Деревня пуста — народ на покосе. Кто был в силе, тот вел покос на артельных лугах, а кто по старости или инвалидности не мог уже по-заправски махать косой, тот подбивал овражки по лесам, до которых колхоз все равно не доберется, — не пропадать же там траве. Отправлялись туда втихаря, косу оставляли еще с вечера, чтобы не попасться при свете дня кому-нибудь на глаза, но все равно в деревне знали, кто где косит, и даже негласно поделили места, чтобы не перебежать друг другу дорожку да не вызвать разных пересудов.

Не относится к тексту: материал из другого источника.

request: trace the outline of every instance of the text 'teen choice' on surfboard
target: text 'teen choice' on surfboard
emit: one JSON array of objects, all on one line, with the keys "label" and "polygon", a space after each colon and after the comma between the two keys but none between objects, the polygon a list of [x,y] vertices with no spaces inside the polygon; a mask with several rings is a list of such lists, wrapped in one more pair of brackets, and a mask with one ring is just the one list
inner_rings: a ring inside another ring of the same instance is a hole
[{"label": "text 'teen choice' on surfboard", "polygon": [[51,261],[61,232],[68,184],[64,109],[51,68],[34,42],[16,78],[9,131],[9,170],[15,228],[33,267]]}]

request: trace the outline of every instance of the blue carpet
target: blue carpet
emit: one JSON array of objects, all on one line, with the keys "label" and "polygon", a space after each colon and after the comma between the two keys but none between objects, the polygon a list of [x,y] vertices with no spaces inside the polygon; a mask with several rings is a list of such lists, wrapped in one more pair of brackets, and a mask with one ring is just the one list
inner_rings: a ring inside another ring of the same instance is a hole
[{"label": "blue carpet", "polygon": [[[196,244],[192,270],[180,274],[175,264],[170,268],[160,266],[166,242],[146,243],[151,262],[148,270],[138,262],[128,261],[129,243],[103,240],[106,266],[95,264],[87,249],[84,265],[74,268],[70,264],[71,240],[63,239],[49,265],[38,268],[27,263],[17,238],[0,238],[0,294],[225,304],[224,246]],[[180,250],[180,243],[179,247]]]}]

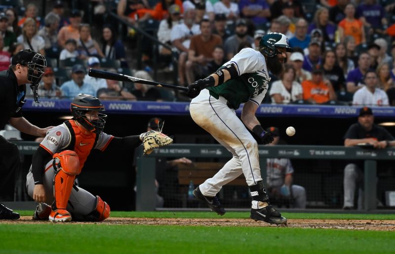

Дарью Долгушину они застали еще дома. По праву больной на колхозные луга она не пошла, а собиралась косить в лесу. Когда косишь себе — не пойдешь жаловаться на здоровье. Правда, в лесу тебя никто не подгоняет, можешь на травке полежать, можешь к ручейку сбегать, лицо ополоснуть, а в обед домой наведаться, ребят покормить. Нет, нет, в лесу полегче, укосиво берешь маленькое, узкое, идешь по горочке играючи.

— Да тебе же нельзя еще, нельзя, понимаешь? — взгорячилась доктор, выслушав рассказ Дарьи, рассказ торопливый, вроде бы полувеселый, но и полунастороженный: а вдруг уложат в постель, а вдруг обратно заберут? Греха не утаишь, печет под грудями, как поработаешь.

Дарья только что отстряпалась по дому, накормила детей, мужа проводила в колхозную кузницу, где он раздувал горн худеньким мехом, а иной раз с охотой вставал и к наковальне, взмахивая одной рукой, усердно бил молотом по мягкому каленому железу.